With the .NET 4.0 beta now available, and thus the wider availability of the .NET Dynamic Language Runtime, I guess these kinds of topics are going to become "hotter".
I'm confused about the conceptual differences between the DLR and PowerShell. It seems to me that if I want to provide scripting capabilities in my .NET app, I can use the DLR (and so enable scripting in IronPython or IronRuby, or whatever other Iron* languages are available for the DLR), or host a PowerShell Runspace.
What are the pros and cons of each method? Why might I choose one over the other? As a dynamic language itself, and a first-class .NET language at that, why doesn't PowerShell also target the DLR?
In .NET 4.0 the DLR consists of what you can consider "DLR v1.0". This includes the call site caching mechanism, the cross-language interop featuers, and the improvements to the existing LINQ expression trees. These are all features which are very useful for implementing a langauge but not hosting a language.
And that's the missing piece in DLR 1.0 - a shared hosting story for all languages. But we do have a start on that in the form of the hosting APIs we ship on CodePlex w/ DLR and IronPython projects and also w/ IronRuby over on github. Unfortunately we didn't think that we could drive these APIs to being ship quality in the .NET 4.0 timeframe so we didn't include them. In particular we want to get more feedback from other languages like Powershell and even VB and C# to make sure we have the right APIs.
Therefore every language more or less has it's own hosting story except for IronPython and IronRuby right now.

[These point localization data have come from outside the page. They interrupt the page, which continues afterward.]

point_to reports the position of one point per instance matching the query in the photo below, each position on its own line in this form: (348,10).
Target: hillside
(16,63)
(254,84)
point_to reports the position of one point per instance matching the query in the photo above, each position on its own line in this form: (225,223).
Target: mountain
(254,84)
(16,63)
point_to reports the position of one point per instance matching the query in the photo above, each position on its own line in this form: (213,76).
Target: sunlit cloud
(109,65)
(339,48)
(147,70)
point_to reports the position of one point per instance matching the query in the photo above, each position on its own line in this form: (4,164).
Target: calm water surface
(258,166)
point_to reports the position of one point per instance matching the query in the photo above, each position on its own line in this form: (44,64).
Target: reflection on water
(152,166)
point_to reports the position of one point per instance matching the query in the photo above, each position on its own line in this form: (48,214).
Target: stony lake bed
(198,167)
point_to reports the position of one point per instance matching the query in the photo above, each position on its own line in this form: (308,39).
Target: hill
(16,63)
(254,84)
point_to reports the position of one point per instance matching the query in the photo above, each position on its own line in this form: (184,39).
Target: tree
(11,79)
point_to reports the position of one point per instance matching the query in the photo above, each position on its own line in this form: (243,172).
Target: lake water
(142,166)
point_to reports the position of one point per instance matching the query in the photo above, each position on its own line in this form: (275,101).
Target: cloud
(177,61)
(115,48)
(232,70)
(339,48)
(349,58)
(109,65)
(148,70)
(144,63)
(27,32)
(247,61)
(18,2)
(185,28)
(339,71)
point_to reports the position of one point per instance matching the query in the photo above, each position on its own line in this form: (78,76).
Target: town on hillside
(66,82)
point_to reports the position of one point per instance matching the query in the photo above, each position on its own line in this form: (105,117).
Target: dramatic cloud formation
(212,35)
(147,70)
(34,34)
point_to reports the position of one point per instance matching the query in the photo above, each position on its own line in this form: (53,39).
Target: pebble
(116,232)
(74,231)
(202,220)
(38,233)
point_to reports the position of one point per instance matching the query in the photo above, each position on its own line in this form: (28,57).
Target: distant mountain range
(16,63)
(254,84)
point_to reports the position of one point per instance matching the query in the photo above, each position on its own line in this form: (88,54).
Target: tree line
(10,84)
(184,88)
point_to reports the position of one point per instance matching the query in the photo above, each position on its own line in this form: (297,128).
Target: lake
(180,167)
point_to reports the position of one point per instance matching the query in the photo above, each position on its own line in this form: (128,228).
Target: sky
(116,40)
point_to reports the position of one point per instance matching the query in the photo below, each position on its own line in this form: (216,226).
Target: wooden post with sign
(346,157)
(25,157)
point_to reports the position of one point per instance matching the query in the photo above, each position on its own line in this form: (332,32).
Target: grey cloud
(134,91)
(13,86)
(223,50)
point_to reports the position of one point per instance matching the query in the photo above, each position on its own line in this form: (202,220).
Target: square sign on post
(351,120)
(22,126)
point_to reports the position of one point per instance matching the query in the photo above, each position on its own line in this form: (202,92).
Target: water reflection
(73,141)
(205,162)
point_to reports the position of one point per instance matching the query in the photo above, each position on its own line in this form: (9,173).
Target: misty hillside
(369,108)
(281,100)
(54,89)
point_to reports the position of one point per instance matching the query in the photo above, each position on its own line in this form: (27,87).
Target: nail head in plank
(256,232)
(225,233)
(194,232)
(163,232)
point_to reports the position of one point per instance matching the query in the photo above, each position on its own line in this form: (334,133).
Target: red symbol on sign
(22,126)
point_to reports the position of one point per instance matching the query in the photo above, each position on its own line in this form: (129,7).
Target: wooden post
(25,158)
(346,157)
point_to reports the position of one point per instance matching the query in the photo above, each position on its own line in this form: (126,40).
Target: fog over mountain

But we'd love to see all of this get unified in the future so your users can choose what language to use. But right now there's just not something in the box for Powershell to target.
I agree, the DLR has and will continue to generate lots of good discussion. PowerShell is not targeted for the DLR. I don’t know why though.
Hosting PowerShell in a .NET app enables the PowerShell object pipeline in the scripting solution which I believe is one key benefit.
There are examples of calling PowerShell from IronPython.
You can also embed IronPython in PowerShell.
IronPython and IronRuby don’t have the same integration to Windows as does PowerShell. It would be great if PowerShell were DLR enabled out of the box.